Art Project Raises Questions on Human Trafficking

Art Project Raises Questions on Human Trafficking

by July 9, 2018 0 comments

Art Project Raises Questions on Human TraffickingA public art project by Leena Kejriwal and Change.org asks a startling question about human trafficking.

Giant  black cutouts, all approximately 13 ft high, each representing an unknown girl from some remote part of India who has been trafficked for human consumption, are propped up against a bright afternoon sky at CP. They are faceless, nameless, expressionless, posing the silent question, “Where have they gone missing? Who has them now?”

“To me, it is not the black silhouette of a girl. It looks as if the sky has been cut out and a black hole looks through it rather menacingly, drawing in all the missing girls and sucking them into oblivion. There is a sense of loss for the ones who have lost their personality, their choices, their voices and their freedom. With approximately 5,000 drawings across the country and the globe, we want each cutout to ask one question, ‘Where does the demand for a million girls who disappear every year, come from?’ And I want to use these public installations to shake and stir us   into corrective action,” says Leena Kejriwal, the mastermind behind The MISSING public art project for which she has collaborated with Change.org.

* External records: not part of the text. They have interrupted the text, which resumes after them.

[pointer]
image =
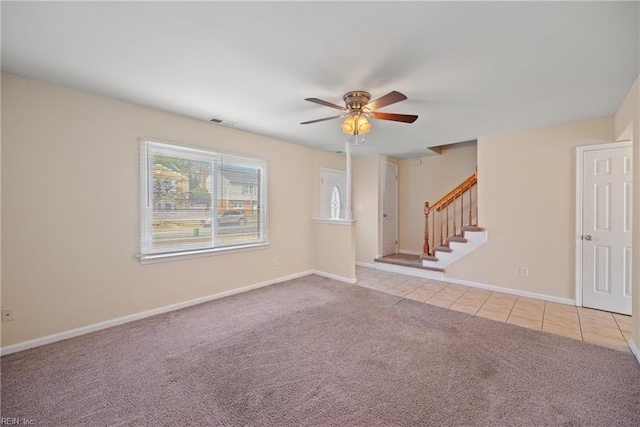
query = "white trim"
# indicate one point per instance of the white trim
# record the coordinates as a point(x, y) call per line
point(578, 219)
point(334, 277)
point(634, 349)
point(365, 264)
point(37, 342)
point(404, 251)
point(334, 221)
point(199, 253)
point(493, 288)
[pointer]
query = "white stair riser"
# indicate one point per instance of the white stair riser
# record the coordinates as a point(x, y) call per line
point(475, 239)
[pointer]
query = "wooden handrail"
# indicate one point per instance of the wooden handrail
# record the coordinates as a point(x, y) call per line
point(442, 206)
point(453, 194)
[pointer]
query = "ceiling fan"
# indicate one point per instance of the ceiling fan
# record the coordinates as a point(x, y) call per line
point(359, 108)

Talking about art as a means of activism, Kejriwal says, “People have used all kinds of media to engage with the public. I feel art has been underplayed in influencing people to take a stand or at least spark off a talking point.” And instead of focussing on the number of young girls that are lost to trafficking, this display asks the question, who have them, who is feeding the demand of the sex trade? Amogh Lux of  change.org, therefore, created the hashtag #ChokeTheDemand. “Trafficking is demand-driven. Small acts like forwarding a rape joke can have a devastating impact in perpetuating the idea of the commodification of girls and women. Our Missing murals have a chat box that ask you to chat with it,” says Kejriwal. The deafening silence on the other side seems to have had an impact. “According to our internal surveys, around 75 percent of men said they would stop watching porn if that leads to trafficking,” she tells us.

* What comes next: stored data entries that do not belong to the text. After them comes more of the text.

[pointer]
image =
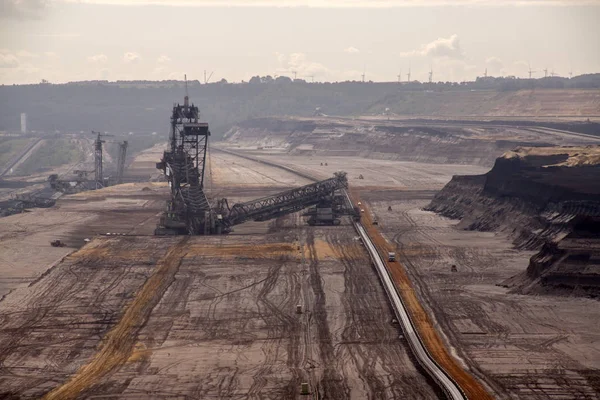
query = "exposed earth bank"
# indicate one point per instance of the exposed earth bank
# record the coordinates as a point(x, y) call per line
point(475, 142)
point(545, 199)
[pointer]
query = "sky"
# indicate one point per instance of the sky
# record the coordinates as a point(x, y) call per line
point(320, 40)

Amogh, a communication designer, says, “I want to be an advocate of creativity; people don’t know how to measure artworks as a solution but the kind of impact and engagement you get is extremely powerful and that is something I am interested in investigating.” The wall art is mainly to engage urban India but he is holding a number of workshops in rural sectors, educating girls about safety, security and the need to earn a  livelihood and equip oneself for it. Amogh explains how the chat boxes before the installations add a personal effect to the story of the victims. “For example, one of the murals in Kolkata explains that the cost of chicken is more than the cost of a girl. Now, if I tell you millions of girls disappear every year, you consider it a statistic. But the chicken-girl ratio hits you differently.”

Both Kejriwal and Amogh are trying hard to get a conversation going on breaking down patriarchal constructs, be it about gender roles, cultural values and societal customs. For example, they believe that talk about menstrual hygiene, though fragmented, is coalescing into a healthy dialogue on respecting otherness and   the female voice. “I would not say that girls need to be their own bodyguards. We need to build a society where taboos are not hard to speak about.”

Nida Hasan, campaign director at change.org,  says, “Kejriwal’s work speaks for itself. Trafficking has so far been talked about in terms of traffickers and number of girls being sold. We haven’t spoken about the customers,  wondered who are these people who are forcing even 11-year-old girls into the sex trade? Who are fuelling the demand for pornography, even child pornography?”

After working with the Women and Child Welfare ministry, Kejriwal has toured three districts and holding workshops on how to be a “smart girl” and not just a “good girl.”  Kejriwal’s reasoning is simple. “Why wait for a girl to get trafficked to save her? We are shaping her mind, trying to teach her about the many choices in life that will keep her away from coerced and feudal decisions. It is not about feminism, it is about creating awareness of equality. It is about changing a society that believes a girl has to behave in a certain way and live by a code. MISSING is only trying to tell you, ‘Hey, you are a human being with equal rights’ and slowly making the girls capable of thinking right. We are teaching them to be aware of their  actions, even acceptance, and where they can lead. It is about pinching a social fabric that’s trying to sweep everything under it.”

This project began with the Kolkata chapter, Hunt for the Lost Durga, in 2017 and will be carried forward to Mumbai and Hyderabad, after completing the Delhi chapter in Connaught Place, Malviya Nagar and Vasant Kunj.